Frédéric Dard avait écrit ce récit il y a bien longtemps, et ça a été sorti des cartons et publié l'année dernière. C'est bien la première fois que je termine un Frédéric Dard ! Et j'y ai pris un certain plaisir... Si le corps de l'histoire est un brin téléphoné, l'écriture, particulièrement fluide et sans façons, est agréable et très facile à lire, et la fin est un peu plus surprenante, du genre qui fait se taper le front en disant "ah bon sang, l'andouille !!". L'innocence et la morale sont légèrement décalées, mais le tout reste plutôt crédible et les rapports humains terriblement assis dans le réalisme, avec leur part d'absurdité et leur absence d'esthétisme qu'on ne croise pas toujours dans les romans. La fin est un peu en queue de poisson, mais pas complètement, disons qu'elle laisse ouvertes les possibilités de sortie tout en ménageant un petit coup de théâtre...

 

En bref : un excellent roman de détente, qui ne prend pas la tête, n'empêche pas de dormir et propose quand même une histoire consistante =^.^=

 

*****

Feuilletons ensemble quelques extraits...

 

incipit : Jusqu'à quel âge un homme se sent-il orphelin lorsqu'il perd sa mère ?

 

pages 19-20 : J'étais bien, tout à coup. Bien, comme lorsqu'on a très faim et qu'on va manger ; bien comme lorsqu'on a très sommeil et qu'on se couche. Le seul vrai plaisir de ce monde, c'est l'assouvissement.

 

page 45 : Pouvoir être pour quelqu'un ce qu'on est si peu pour soi-même, voilà qui réconforte !

 

page 45 : Il était très beau, il était très riche, il avait une voiture de sport qui m'impressionnait beaucoup.
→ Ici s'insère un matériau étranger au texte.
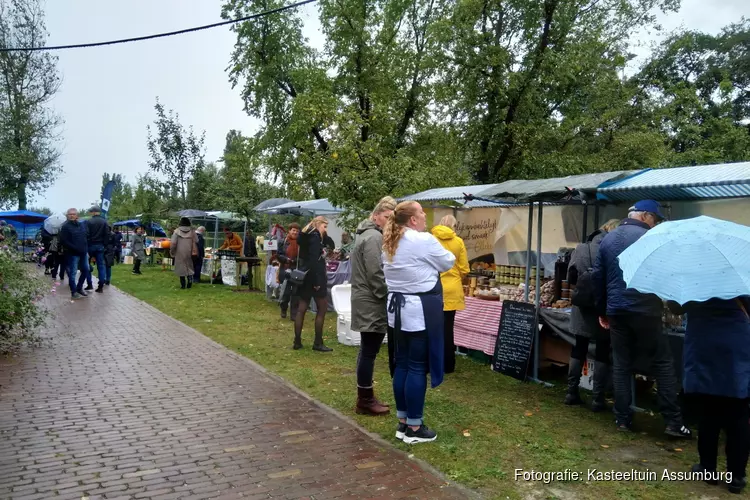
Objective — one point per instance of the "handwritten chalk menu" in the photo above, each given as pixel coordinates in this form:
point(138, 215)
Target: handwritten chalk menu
point(514, 339)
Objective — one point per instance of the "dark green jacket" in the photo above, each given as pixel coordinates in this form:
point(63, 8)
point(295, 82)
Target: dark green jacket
point(369, 291)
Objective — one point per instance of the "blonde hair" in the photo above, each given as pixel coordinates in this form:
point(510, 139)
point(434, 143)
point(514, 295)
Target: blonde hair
point(396, 225)
point(449, 221)
point(385, 204)
point(313, 224)
point(610, 225)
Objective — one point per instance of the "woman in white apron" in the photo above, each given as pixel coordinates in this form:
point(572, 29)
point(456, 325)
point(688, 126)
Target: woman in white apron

Les filles de maintenant épousent souvent des autos. C'est un mal du siècle !

 

page 54 : Elle est morte ici, toute seule avec mon absence.

 

page 104 : Il n'avait aucune appréhension, lui, pas même un pressentiment. C'était un être sans complication et sans détour. Il devait aimer le travail, le plaisir et son prochain...

 

page 175 : Le danger, lorsqu'il est présent, effraie moins.